1. Tower Point coastal promontory fort, Pembrokeshire was excavated by Professor Geoffrey Wainwright in March 1970 as a response to ongoing coastal erosion. The fort is defined by triple banks with intermediate ditches, having a central causewayed entrance, enclosing around 0.85 hectare. The 1970s excavations cut a section through the northern inner rampart of the promontory fort and explored a roundhouse platform in the interior.
The rampart cutting revealed an ambitious wall with two clear phases. The Phase I rampart was a low bank of clay and broken shale. The defences were then abandoned for some time before being refortified with a tall Phase II rampart wall. This was supported by and accessed from a rear walled step providing a ‘murus duplex’ arrangement. A huge amount of stony material collapsed down from the front of the rampart forming the modern earthwork we see today.

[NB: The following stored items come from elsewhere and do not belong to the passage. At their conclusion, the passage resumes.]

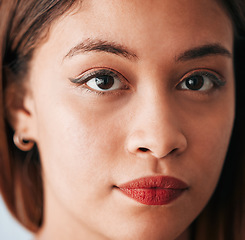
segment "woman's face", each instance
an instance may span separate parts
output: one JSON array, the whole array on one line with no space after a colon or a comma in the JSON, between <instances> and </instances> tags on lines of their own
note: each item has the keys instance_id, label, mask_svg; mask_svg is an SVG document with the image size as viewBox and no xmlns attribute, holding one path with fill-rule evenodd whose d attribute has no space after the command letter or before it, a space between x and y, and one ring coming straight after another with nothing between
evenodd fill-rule
<instances>
[{"instance_id":1,"label":"woman's face","mask_svg":"<svg viewBox=\"0 0 245 240\"><path fill-rule=\"evenodd\" d=\"M43 168L40 236L184 232L226 155L232 47L232 24L212 0L85 0L56 21L26 96Z\"/></svg>"}]
</instances>

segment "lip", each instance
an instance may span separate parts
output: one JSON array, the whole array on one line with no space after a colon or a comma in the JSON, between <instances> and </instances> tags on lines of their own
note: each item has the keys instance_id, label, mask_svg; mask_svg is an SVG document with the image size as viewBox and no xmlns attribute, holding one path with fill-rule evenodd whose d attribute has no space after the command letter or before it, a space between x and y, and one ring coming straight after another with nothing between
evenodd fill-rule
<instances>
[{"instance_id":1,"label":"lip","mask_svg":"<svg viewBox=\"0 0 245 240\"><path fill-rule=\"evenodd\" d=\"M117 188L142 204L167 205L179 198L188 189L188 185L174 177L152 176L135 179Z\"/></svg>"}]
</instances>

The remains of an unusual roundhouse were also excavated. This oval building, measuring 11 x 9.5m, sat on a terrace inside the fort with two stormwater gullies encircling it on the east and north sides. The house wall was merely a low bank of scattered stones and the only internal feature was a single hearth surrounded by ‘baked clay’ just inside the northwest doorway. The house walls may have been built of turf on a stone base. With knowledge of the ‘snail-shaped’ roundhouse excavated at Bryn y Castell hillfort (NPRN 95496), Eryri/Snowdonia, which was a specialised ironworking building of the Iron Age, we can perhaps reinterpret the Tower Point building as a prehistoric smithing workshop with the hearth sited to maximise draught. However the total lack of metal slag means it may have had another specialised function or was abandoned early on in its life.

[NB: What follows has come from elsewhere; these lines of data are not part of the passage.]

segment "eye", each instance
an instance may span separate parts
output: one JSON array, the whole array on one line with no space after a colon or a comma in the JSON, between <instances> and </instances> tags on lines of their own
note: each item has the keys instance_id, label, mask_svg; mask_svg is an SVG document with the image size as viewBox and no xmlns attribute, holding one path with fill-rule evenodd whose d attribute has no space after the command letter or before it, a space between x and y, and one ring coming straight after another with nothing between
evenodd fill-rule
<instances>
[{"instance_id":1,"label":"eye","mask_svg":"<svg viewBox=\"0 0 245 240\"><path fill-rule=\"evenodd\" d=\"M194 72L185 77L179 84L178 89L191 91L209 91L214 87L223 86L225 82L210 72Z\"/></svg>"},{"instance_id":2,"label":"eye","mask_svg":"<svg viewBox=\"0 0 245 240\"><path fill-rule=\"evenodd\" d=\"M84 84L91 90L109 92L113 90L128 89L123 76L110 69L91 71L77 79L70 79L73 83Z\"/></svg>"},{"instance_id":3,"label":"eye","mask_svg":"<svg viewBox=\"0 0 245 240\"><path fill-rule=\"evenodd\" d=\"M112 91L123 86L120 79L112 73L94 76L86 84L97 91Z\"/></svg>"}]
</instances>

Toby Driver and Louise Barker, CHERISH Project/RCAHMW, 5th May 2023.
2.
In March 2022 CHERISH -climate change and coastal heritage project installed two fixed survey markers (survey nails in two concrete blocks) near to The Nab Head lithic working site and Tower Point promontory fort. The markers and their associated location coordinates (BNG) will enable accurate monitoring and change detection of these sites going forward. Details are:
E2 Primary Station Marker - Easting: 179061.3296; Northing: 210904.9285; Height: 36.3273
E6 Secondary Control Point - Easting: 179048.4878; Northing: 211091.3362; Height: 20.4977
See CHERISH Monitoring Network - NH_E2 and NH_E6 control markers Event Report: 17/03/2022 for full details including Witness Diagrams (CHERISH Survey Report No. CH/RCAHMW 47 and Data Archive RCCS34)
Louise Barker, CHERISH - RCAHMW, December 2023
CHERISH (Climate, Heritage and Environments of Reefs, Islands and Headlands) was an EU-funded Wales-Ireland project (2017-2023) led by the Royal Commission on the Ancient and Historical Monuments of Wales, in partnership with the Discovery Programme: Centre for Archaeology and Innovation Ireland, Aberystwyth University: Department of Geography and Earth Sciences and Geological Survey, Ireland. https://cherishproject.eu/en/
References:
Driver, T. 2023. The Hillforts of Iron Age Wales. Logaston Press.
RCAHM 1925 Pembroke, 317 [926];
Wainwright, G.J. 1972. Excavations at Tower Point, St. Brides, Pembrokeshire. Archaeologia Cambrensis. Volume CXX (1972). 84-90.